Thomas, a history major, said she was enjoying the opportunity to interact with the conservators and engage in discussion with them.
“They respect our opinion and they like to hear our thought process,” she said. “Sometimes it may be a situation where they say, ‘I didn’t think of it that way.’ It’s like turning a mirror around to see a room in different angles. We’re learning something from them, but they’re learning something from us as well.”
"It’s forensic science in the art world.”
— Michael Marie Thomas, student at Texas Southern University
Taryn Nurse, an undergraduate at Fisk University in Nashville, Tenn., has appreciated the cross-disciplinary nature of cultural conservation.
“I wasn’t aware of the many avenues where art and science coexist, so it was really exciting to come here and learn about conservation where art and science support each other in a really beautiful way,” said Nurse, a biology and art major who plans to become a medical artist and would like to work in a natural history museum.

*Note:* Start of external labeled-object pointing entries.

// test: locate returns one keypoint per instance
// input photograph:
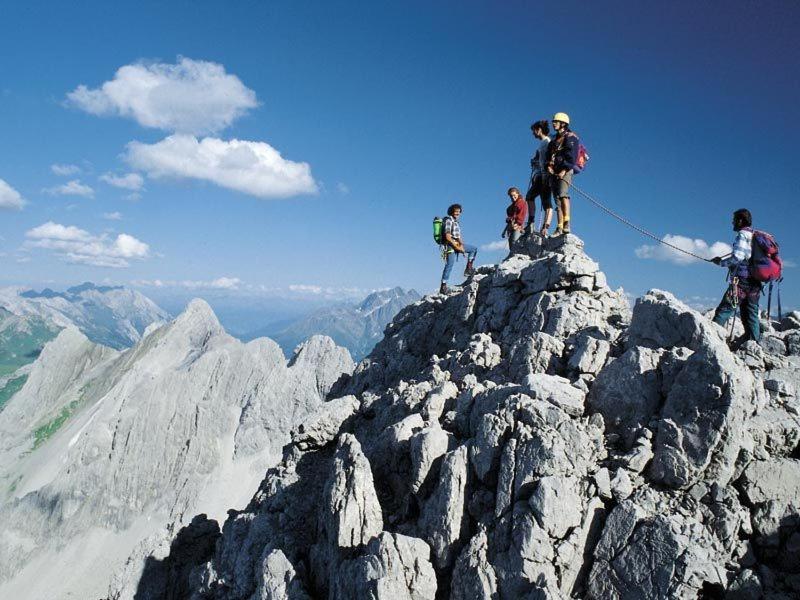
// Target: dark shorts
(560, 186)
(540, 186)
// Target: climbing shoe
(469, 269)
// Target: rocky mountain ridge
(526, 437)
(110, 315)
(357, 327)
(103, 453)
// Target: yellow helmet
(563, 117)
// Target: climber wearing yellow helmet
(562, 156)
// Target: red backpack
(765, 264)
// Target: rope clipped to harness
(625, 221)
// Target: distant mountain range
(112, 316)
(357, 327)
(103, 453)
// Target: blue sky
(383, 114)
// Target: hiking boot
(469, 269)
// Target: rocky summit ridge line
(102, 453)
(528, 436)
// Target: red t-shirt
(517, 212)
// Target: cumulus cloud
(130, 181)
(254, 168)
(9, 197)
(695, 246)
(495, 246)
(65, 170)
(220, 283)
(190, 96)
(72, 188)
(74, 245)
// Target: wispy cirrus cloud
(10, 198)
(220, 283)
(254, 168)
(72, 188)
(129, 181)
(694, 245)
(190, 96)
(65, 170)
(74, 245)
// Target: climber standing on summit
(743, 290)
(454, 246)
(540, 180)
(515, 218)
(562, 156)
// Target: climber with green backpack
(447, 234)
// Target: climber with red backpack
(565, 157)
(753, 262)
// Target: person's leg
(565, 210)
(448, 266)
(724, 311)
(749, 314)
(564, 193)
(547, 208)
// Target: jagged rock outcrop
(105, 455)
(528, 436)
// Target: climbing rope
(622, 219)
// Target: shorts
(540, 186)
(560, 186)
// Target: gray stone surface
(524, 438)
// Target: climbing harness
(622, 219)
(777, 283)
(733, 295)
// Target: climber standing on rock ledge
(743, 290)
(454, 246)
(562, 159)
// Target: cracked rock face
(530, 437)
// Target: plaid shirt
(738, 261)
(452, 227)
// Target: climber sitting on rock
(744, 290)
(516, 213)
(454, 246)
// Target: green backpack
(438, 230)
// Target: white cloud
(696, 246)
(75, 245)
(72, 188)
(65, 170)
(190, 96)
(9, 197)
(254, 168)
(221, 283)
(495, 246)
(130, 181)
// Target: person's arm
(740, 248)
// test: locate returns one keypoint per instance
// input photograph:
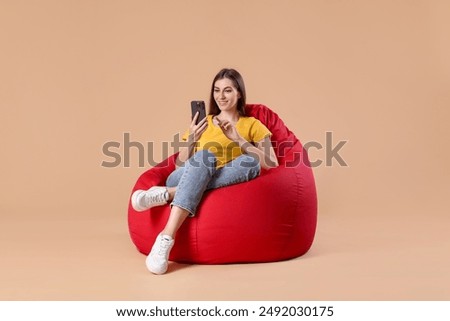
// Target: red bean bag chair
(270, 218)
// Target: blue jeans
(199, 173)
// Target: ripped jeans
(199, 173)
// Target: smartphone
(198, 106)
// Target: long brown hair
(238, 83)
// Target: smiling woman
(223, 149)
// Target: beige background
(77, 74)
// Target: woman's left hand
(229, 130)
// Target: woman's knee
(174, 177)
(251, 164)
(203, 158)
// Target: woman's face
(225, 94)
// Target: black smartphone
(198, 106)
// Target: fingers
(225, 125)
(194, 119)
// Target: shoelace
(157, 198)
(164, 246)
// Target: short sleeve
(258, 131)
(185, 135)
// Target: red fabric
(270, 218)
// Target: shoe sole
(134, 201)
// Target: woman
(224, 148)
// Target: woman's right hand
(196, 131)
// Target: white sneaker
(157, 260)
(143, 200)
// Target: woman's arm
(263, 151)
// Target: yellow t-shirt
(214, 140)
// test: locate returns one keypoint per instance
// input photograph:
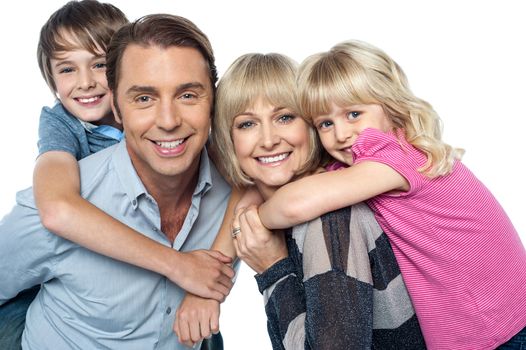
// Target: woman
(336, 283)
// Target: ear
(115, 108)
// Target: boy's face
(80, 78)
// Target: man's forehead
(174, 62)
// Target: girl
(336, 284)
(461, 258)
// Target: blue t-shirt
(59, 130)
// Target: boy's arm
(223, 241)
(64, 212)
(314, 195)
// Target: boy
(71, 55)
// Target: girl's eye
(353, 115)
(245, 125)
(286, 118)
(324, 124)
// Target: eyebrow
(276, 109)
(66, 61)
(152, 90)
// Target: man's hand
(204, 273)
(197, 318)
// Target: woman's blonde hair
(252, 76)
(355, 72)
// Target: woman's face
(271, 144)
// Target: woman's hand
(197, 318)
(258, 247)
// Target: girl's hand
(196, 319)
(258, 247)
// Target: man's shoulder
(97, 167)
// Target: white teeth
(170, 144)
(88, 100)
(273, 159)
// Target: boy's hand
(197, 318)
(203, 272)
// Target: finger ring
(235, 231)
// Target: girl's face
(271, 144)
(80, 78)
(341, 127)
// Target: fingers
(220, 256)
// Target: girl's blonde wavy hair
(355, 72)
(270, 76)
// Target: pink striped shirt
(460, 256)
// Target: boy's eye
(353, 115)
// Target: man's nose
(168, 117)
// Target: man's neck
(173, 195)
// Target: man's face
(164, 99)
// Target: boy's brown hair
(90, 22)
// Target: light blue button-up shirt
(89, 301)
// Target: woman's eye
(286, 118)
(245, 125)
(353, 115)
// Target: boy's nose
(86, 81)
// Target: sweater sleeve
(284, 298)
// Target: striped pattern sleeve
(340, 288)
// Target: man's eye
(143, 99)
(187, 96)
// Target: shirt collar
(133, 185)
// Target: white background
(465, 57)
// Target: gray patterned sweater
(340, 288)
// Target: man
(158, 181)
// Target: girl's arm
(314, 195)
(64, 212)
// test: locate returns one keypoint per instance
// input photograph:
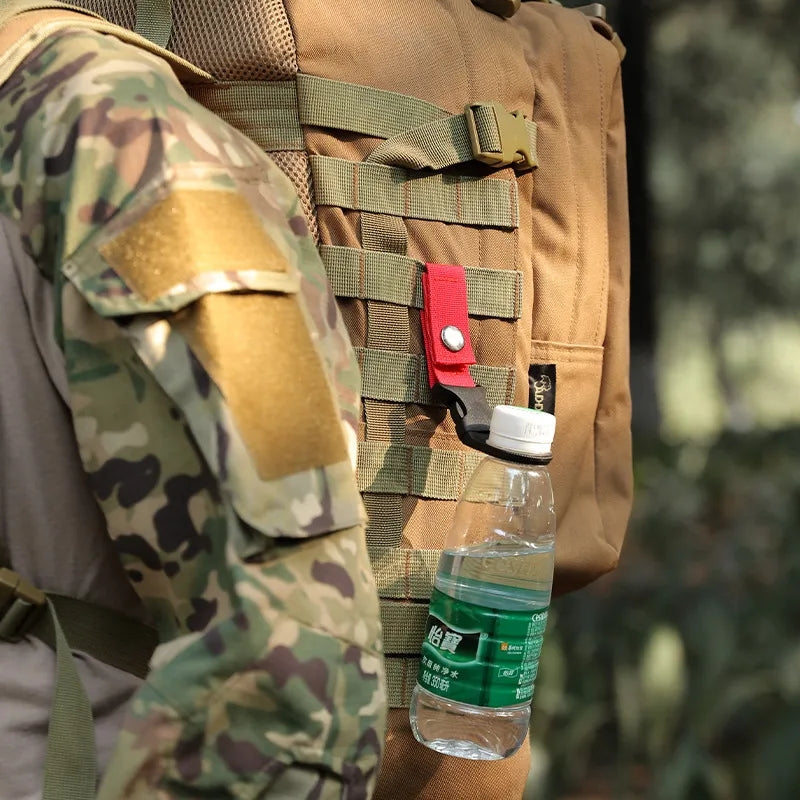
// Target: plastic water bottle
(491, 594)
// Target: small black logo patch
(542, 386)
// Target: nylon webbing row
(70, 770)
(400, 377)
(363, 186)
(418, 471)
(419, 135)
(404, 572)
(265, 112)
(403, 626)
(393, 278)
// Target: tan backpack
(394, 121)
(363, 104)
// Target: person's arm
(213, 392)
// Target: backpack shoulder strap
(65, 624)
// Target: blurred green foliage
(679, 676)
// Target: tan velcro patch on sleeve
(191, 231)
(259, 353)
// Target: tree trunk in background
(632, 21)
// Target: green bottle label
(484, 656)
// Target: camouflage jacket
(214, 397)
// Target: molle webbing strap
(154, 20)
(65, 624)
(401, 377)
(381, 233)
(390, 190)
(411, 470)
(361, 109)
(403, 572)
(393, 278)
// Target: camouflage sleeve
(214, 398)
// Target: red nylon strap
(444, 289)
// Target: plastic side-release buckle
(515, 143)
(21, 604)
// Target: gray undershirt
(50, 526)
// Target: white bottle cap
(524, 431)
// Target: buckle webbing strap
(393, 278)
(364, 186)
(419, 135)
(66, 624)
(154, 20)
(445, 325)
(403, 572)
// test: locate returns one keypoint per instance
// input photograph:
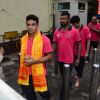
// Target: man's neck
(65, 28)
(32, 35)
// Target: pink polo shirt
(85, 35)
(47, 48)
(65, 42)
(94, 36)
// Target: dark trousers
(93, 44)
(61, 68)
(29, 92)
(80, 68)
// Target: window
(64, 6)
(81, 6)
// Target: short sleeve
(47, 48)
(55, 36)
(77, 37)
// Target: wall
(14, 12)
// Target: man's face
(76, 25)
(64, 20)
(94, 20)
(32, 26)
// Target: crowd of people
(72, 41)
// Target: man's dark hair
(65, 14)
(32, 17)
(75, 19)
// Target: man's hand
(76, 64)
(28, 60)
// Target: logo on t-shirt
(68, 35)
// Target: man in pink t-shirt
(64, 39)
(95, 32)
(32, 23)
(85, 44)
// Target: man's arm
(88, 47)
(54, 46)
(79, 53)
(30, 61)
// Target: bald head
(94, 19)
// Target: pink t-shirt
(94, 36)
(65, 42)
(85, 35)
(47, 48)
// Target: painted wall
(14, 12)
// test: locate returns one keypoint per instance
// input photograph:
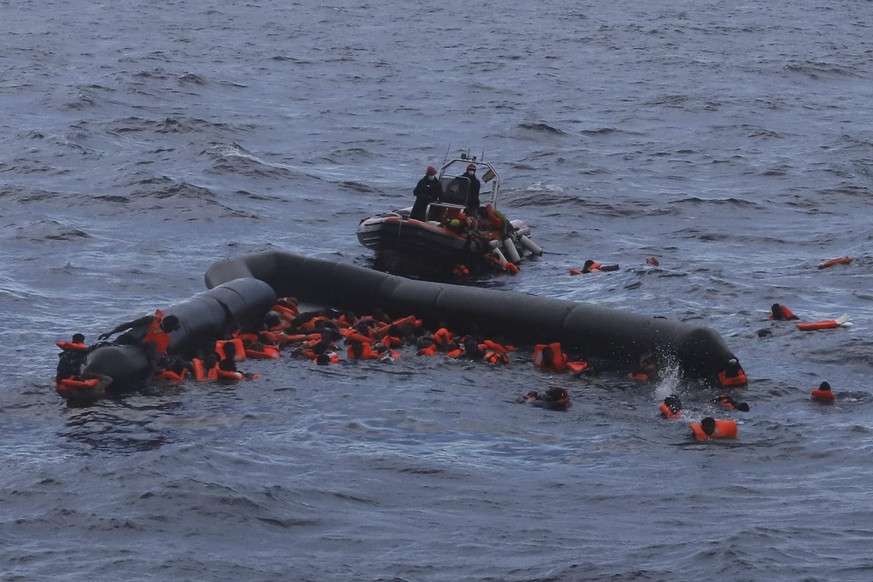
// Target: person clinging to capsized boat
(712, 428)
(152, 331)
(427, 191)
(555, 398)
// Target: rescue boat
(447, 237)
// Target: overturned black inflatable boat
(616, 336)
(203, 318)
(242, 290)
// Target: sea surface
(140, 142)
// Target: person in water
(427, 191)
(152, 331)
(555, 398)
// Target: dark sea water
(140, 142)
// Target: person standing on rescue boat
(472, 191)
(427, 190)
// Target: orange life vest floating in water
(156, 335)
(825, 324)
(666, 412)
(710, 428)
(780, 312)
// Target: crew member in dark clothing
(473, 191)
(427, 190)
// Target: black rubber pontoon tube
(591, 331)
(207, 316)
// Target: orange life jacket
(176, 378)
(71, 346)
(239, 355)
(201, 374)
(430, 350)
(824, 324)
(577, 366)
(739, 380)
(265, 353)
(442, 337)
(359, 350)
(74, 383)
(229, 374)
(494, 357)
(724, 429)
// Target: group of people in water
(725, 428)
(324, 336)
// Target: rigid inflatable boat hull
(203, 318)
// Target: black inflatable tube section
(595, 332)
(207, 316)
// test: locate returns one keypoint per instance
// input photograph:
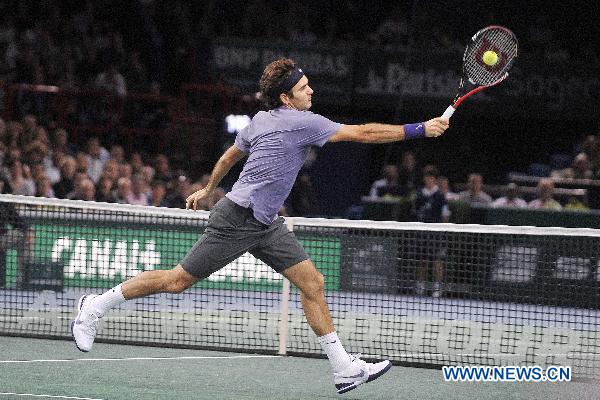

“It’s so inspiring here,” she said.
Thomas expressed a hope that the program will continue to develop and become an annual event.
“There is a wealth of intellect and intelligence at HBCUs that hasn’t been tapped into,” she said. “We’re a resource that Yale needs. The students need that opportunity because if you give us a chance, we will show you our excellence.”
Opportunities to soar
Shannon Brogdon-Grantham, a photograph and paper conservator at the Smithsonian Institution and an HBCU alum, participated in the program’s first two days.
Brogdon-Grantham said the program is important because it provides students exposure to a field they may never have considered as a career possibility while offering a unique opportunity to network with established professionals in cultural heritage preservation.
“Even if they decide not to go into conservation science, they’ll always have this awareness of the skills involved in it, and they can reflect on this time after having gone into their respective careers,” she said. “Having these opportunities is invaluable to an undergraduates experience, and I’m grateful to be a part of it.”
Brogdon-Grantham, a graduate of Spelman College, said she had a “transformative experience” while attending a similar summer program at the University of Delaware as an undergraduate.
“I left that program knowing that I wanted to pursue a career in conservation, particularly photograph conservation,” she said.
Jontyle Robinson, curator of the Legacy Museum at Tuskegee University in Alabama and founder of the Alliance for HBCU Museums and Galleries, traces the relationship between Yale and the HBUCs to 1901 when Yale conferred an honorary degree on Booker T. Washington, the renowned educator and first president of Tuskegee University.
Robinson said she was excited by the energy of the students and the synergy between the conservators and the mentors, calling the experience “a once in a lifetime opportunity.”
While the program is meant to open doors to the field, the students were gaining invaluable experiences whether or not they go on to pursue a career in the preservation of cultural heritage, Robinson said.
“It’s not possible that all of the students will go on to become art conservators — that’s not what this is about,” she said. “Some of them will, but this process will create opportunities for all of the students to soar.”